If you’re resistant to the antibiotics, your doctors may add another medication to your treatment plan. The goal is to get rid of 90 percent or more of the H. pylori bacteria present.
Treatment usually lasts no more than 2 weeks but recovering from an ulcer due to H. pylori can take longer. Using two antibiotics instead of one may reduce your risk of antibiotic resistance. Antibiotics used to treat H. pylori include:
Acid-reducing medications help your stomach lining to heal. Some of these are:
- proton pump inhibitors, such as omeprazole (Prilosec) and lansoprazole (Prevacid), which stop acid production in the stomach
- histamine blockers, such as cimetidine (Tagamet), which block acid-triggering histamine
- bismuth subsalicylate (Pepto-Bismol), which coats and protects the lining of your stomach
Many people have the bacteria their entire lives and experience no symptoms. When it causes chronic gastric inflammation and remains untreated, serious complications may occur. These may include bleeding ulcers and stomach cancer. H. pylori is the main risk factor for some types of stomach cancer.

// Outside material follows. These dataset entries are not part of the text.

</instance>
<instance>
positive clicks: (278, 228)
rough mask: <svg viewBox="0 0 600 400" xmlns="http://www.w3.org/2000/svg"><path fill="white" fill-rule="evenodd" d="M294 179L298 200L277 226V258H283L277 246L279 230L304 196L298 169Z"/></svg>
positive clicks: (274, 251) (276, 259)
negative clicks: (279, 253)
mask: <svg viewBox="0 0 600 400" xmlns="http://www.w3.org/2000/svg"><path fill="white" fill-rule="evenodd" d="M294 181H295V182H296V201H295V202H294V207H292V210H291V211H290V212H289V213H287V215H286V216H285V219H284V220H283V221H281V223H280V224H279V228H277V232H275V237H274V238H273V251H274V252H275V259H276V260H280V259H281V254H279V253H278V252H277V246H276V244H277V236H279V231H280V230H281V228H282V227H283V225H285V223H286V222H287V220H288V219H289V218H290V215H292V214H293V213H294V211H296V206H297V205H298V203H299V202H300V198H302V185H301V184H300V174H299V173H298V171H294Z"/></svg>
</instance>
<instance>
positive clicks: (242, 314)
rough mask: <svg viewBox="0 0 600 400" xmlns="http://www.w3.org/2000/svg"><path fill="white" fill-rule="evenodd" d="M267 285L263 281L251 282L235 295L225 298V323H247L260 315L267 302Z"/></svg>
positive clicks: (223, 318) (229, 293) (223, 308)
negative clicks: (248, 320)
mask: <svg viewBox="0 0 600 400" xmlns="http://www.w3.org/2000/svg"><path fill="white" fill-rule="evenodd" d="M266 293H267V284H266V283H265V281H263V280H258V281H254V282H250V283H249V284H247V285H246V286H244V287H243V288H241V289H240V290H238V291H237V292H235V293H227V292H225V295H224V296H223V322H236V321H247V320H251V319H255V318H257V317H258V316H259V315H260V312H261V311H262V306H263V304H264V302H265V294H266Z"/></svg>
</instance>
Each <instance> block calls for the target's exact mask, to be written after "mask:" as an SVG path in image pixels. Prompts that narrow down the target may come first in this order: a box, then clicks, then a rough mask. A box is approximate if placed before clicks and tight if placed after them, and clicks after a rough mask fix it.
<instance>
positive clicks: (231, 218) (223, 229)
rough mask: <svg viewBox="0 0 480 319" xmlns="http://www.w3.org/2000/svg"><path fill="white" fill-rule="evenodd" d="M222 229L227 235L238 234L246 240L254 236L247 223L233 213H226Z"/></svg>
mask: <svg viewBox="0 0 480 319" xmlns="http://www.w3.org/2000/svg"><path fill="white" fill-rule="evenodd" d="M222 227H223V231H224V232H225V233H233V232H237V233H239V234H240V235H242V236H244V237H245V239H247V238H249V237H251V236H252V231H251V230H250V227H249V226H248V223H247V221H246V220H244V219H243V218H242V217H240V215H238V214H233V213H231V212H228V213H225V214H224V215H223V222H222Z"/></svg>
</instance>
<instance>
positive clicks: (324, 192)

Eradication rates of H. pylori are high when an FDA-approved antibiotic treatment is used. Rates are highest when antibiotics are combined with an acid reducer. Adding natural treatments may offer additional healing benefits.
In the United States, doctors seldom test for H. pylori unless you have symptoms. If you have symptoms, call your doctor for an evaluation. H. pylori infection shares symptoms with other stomach conditions, such as acid reflux and GERD. It’s important you get the right diagnosis to make sure you’re treated correctly.
You may need to have an endoscopy, a colonoscopy, or both to check for other possible diagnoses.
If you test positive for H. pylori, the sooner you start treatment, the better. Natural treatments aren’t likely to harm you, but they aren’t proven to eliminate the infection. Don’t use them instead of conventional treatments without your doctor’s supervision.
The source of H. pylori is unclear. There are no formal recommendations from the CDC to prevent it. In general, you should practice good hygiene by frequently washing your hands and properly preparing your food. If you’re diagnosed with H. pylori, complete your full course of treatment to reduce your risk of recurrence.
Can you get rid of H. pylori without antibiotics?
To truly eradicate your body of the bacteria, a doctor’s recommendation of antibiotics will help get rid of H. pylori.
Is lemon water good for H. pylori?
Lemon water will not get rid of H. pylori. It may make your symptoms worse since it is acidic.
Is ginger good for H. pylori?
Ginger can help aid stomach issues, but will not get rid of H. pylori.